Our study is the first independent study on a separate cohort of meningiomas enriched for WHO grade 2 tumors using IHC of whole slides as routinely performed in clinical practice as opposed to tissue microarrays which are typically utilized only in research settings. Our results validate those obtained by Katz et al.²³ in that loss of H3K27me3 is predictive of poorer RFS in WHO grade 2, and likely grade 1 tumors, but not WHO grade 3 tumors. As well, our study is the first to show using statistical methods that the interpretation of H3K27me3 staining in meningioma is fairly reliable between independent reviewers.

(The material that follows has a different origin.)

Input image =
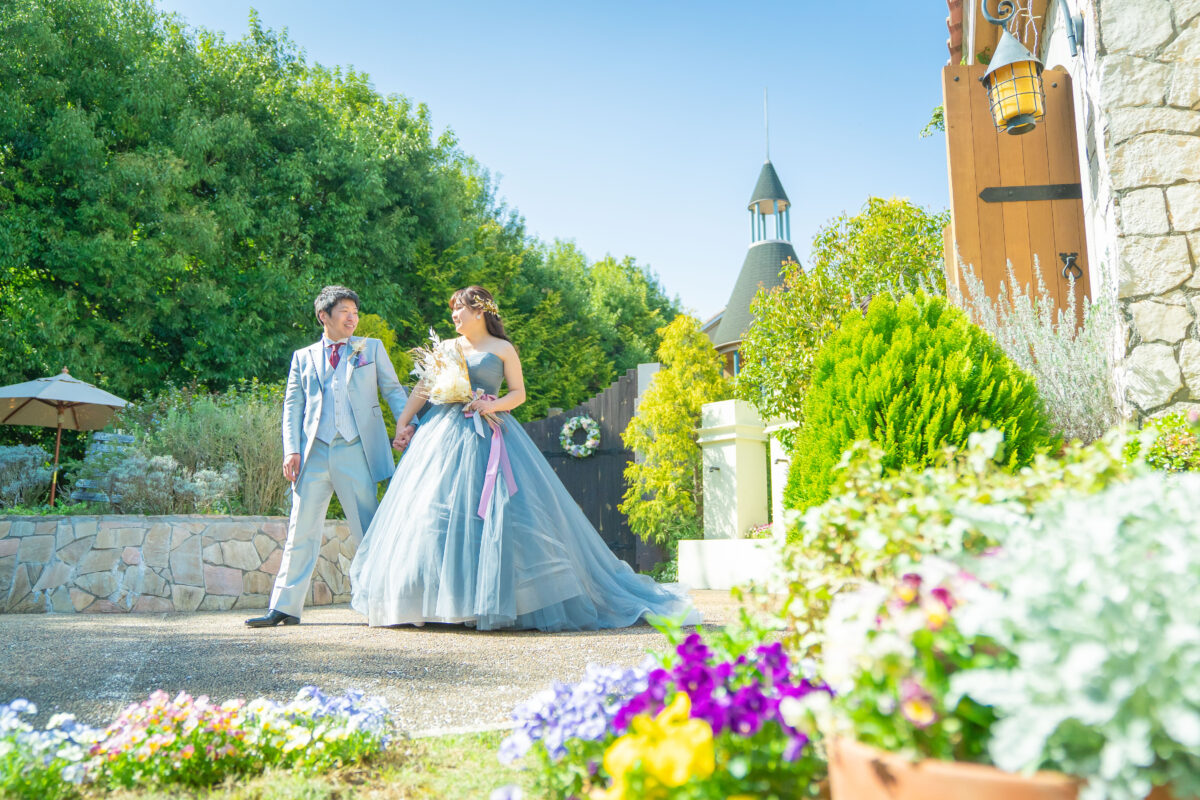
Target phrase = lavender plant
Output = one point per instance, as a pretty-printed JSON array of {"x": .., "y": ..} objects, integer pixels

Another similarity between our study and that of Katz et al. was the presence of ambiguous staining in our cohort with similar immunohistochemistry staining techniques (including the exact same antibody), analysis, and definitions. Katz et al. noted that in 13 cases, immunohistochemical staining was ambiguous in that there were regions of patchy staining where vessels were faintly stained or negative for H3K27me3 in areas with negative tumor cells.² We found a similar number of these ambiguous staining patterns in our tumors (n = 11). These cases may represent artifact of staining, and similar to previous studies, we considered these ambiguous cases to have retained trimethylation. Gauchotte et al. encountered similarly heterogeneous immunolabelling patterns in their cohort of anaplastic meningiomas, and thereby set a threshold of 50% of tumor cells having lost trimethylation staining to be defined as significant loss of H3K27me3.¹ On our tiered analysis, whether the majority or minority of tumor cells had H3K27 immunopositivity did not contribute to outcome, but rather the only meaningful prognosticator was whether tumors had complete loss of trimethylation or not. Interestingly there was one case in our cohort that demonstrated discrete areas of H3K27me3 loss and retention separated topographically whereas in all other cases, the heterogenous staining was scattered among tumor cells with no clear pattern. Given the relative rarity of this occurrence even in previous studies, it is unclear whether this reflects true intratumoral heterogeneity or how it correlates with focal anaplastic or atypical features that may affect outcome. However, without consistent reporting across centers and a universally accepted, predefined threshold for when tumors can be considered to have lost trimethylation, and the unclear significance of ambiguous H3K27me3 staining in some meningiomas (and pattern of heterogeneity), the interpretation and utility of this particular immunohistochemical marker on a prospective basis may be challenging.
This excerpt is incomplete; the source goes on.